Se os olhos são a janela da alma, a de Edson resplandece ao falar dos filhos. Um deles nasceu pouco depois do retorno de uma das incursões marítimas diárias. Mesmo "morto de sono", correu com a mulher para o hospital. No entanto, a tradição da pesca na família, herança do avô, morre com ele. Assim como, talvez, também morra em outros ramos da árvore familiar, já que outros tios e primos pescadores compartilham de sua opinião.

"Os mais velhos não querem que os mais novos permaneçam porque as dificuldades não mudam", explica o homem. "Um dos meus filhos ainda me acompanhou por dois anos, mas eu mandei que fosse estudar". Para Edson, a perspectiva é uma: pôr a trouxa sobre os ombros, abrir a porta enquanto o céu ainda está escuro e dizer à filiação: "Eu vou, mas tal dia volto".

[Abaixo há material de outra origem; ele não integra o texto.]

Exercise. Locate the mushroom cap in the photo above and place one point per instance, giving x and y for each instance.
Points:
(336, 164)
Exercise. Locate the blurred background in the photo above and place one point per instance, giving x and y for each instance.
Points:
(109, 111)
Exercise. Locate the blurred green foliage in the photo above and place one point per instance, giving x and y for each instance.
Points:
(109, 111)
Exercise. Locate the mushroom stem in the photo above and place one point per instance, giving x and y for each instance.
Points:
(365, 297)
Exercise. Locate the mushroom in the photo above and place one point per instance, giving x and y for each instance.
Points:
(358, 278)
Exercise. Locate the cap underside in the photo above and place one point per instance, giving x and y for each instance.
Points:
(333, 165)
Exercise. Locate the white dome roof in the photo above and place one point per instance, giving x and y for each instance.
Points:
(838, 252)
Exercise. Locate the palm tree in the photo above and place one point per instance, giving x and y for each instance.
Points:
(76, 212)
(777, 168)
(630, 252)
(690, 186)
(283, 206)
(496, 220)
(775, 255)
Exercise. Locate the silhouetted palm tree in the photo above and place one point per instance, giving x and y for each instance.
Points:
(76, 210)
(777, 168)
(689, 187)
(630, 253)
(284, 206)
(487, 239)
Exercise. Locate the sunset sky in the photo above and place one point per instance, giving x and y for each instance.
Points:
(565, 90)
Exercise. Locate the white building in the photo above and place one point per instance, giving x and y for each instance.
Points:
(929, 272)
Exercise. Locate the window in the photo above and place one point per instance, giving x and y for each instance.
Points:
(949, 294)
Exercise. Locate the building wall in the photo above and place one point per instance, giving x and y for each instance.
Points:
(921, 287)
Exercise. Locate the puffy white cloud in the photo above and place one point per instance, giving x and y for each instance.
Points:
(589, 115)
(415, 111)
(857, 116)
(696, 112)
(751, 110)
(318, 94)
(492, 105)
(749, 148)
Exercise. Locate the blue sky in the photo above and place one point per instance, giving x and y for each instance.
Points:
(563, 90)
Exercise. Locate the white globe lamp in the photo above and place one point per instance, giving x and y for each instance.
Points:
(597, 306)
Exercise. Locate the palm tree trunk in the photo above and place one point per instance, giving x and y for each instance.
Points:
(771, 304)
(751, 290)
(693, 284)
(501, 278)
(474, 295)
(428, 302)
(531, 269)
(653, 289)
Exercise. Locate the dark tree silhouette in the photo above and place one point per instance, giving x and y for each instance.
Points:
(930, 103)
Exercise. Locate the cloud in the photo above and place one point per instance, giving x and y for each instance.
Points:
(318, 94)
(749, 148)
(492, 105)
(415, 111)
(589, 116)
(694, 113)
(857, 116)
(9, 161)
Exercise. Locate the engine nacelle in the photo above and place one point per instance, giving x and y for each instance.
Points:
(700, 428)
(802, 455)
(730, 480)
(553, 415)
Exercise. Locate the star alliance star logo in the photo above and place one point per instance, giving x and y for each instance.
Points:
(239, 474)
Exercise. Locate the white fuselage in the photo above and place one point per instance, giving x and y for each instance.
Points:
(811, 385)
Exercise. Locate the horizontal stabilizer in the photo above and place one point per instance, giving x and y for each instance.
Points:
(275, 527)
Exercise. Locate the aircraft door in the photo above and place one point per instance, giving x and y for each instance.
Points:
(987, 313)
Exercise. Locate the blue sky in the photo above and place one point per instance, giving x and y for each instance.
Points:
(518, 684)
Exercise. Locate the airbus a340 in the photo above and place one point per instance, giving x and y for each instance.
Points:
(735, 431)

Noutro ponto do Mucuripe, vive um monarca. Osvaldo Alencar, prestes a completar 60 anos, se autointitula o "rei da piaba". Dos 30 anos mexendo com o mar, saiu da pesca da lagosta e passou às luzidias sardinhas, que hoje distribui para abastecer parte do mercado gastronômico da Capital, a R$ 10 o quilo. Ao contrário de Edson, é um fado que ele deseja aos herdeiros. "Você não tem patrão, trabalha a hora que quer e depois vai para casa descansar", descreve.

O príncipe das piabas, Vitor Alencar - aos 17 anos, ajuda o pai desde os 15 -, não maneja uma espada de esgrima, mas uma peixeira, que, conduzida pelas mãos habilidosas, rasga as vísceras das sardinhas e faz pular dezenas de escamas. "Aqui é arte", gaba-se. Para o mar mesmo, porém, ele nunca foi. "Eu já vi e meu pai me falou como é", diz, enquanto joga mais um pescado dentro do balde de sangue.

Recuo

A pesca artesanal vem encolhendo em Fortaleza. Segundo o presidente da Colônia de Pescadores Z-8, Possidônio Soares, o contingente de 2.500 profissionais do mar que hoje atua no litoral será menor no ano que vem. E no seguinte. E depois. "Com o passar dos anos, os mais velhos vão se aposentando e os mais novos não se interessam", avalia.

Os pescadores mais jovens na Colônia têm cerca de 25 anos. "Com a modernidade e mais escolaridade em terra, os filhos acham que não devem pescar. É uma realidade no Nordeste e em todo o Brasil", revela. Mesmo assim, a despeito do menor número, Soares explica que são os pescadores artesanais que mantêm aquecido o mercado de peixes e frutos do mar.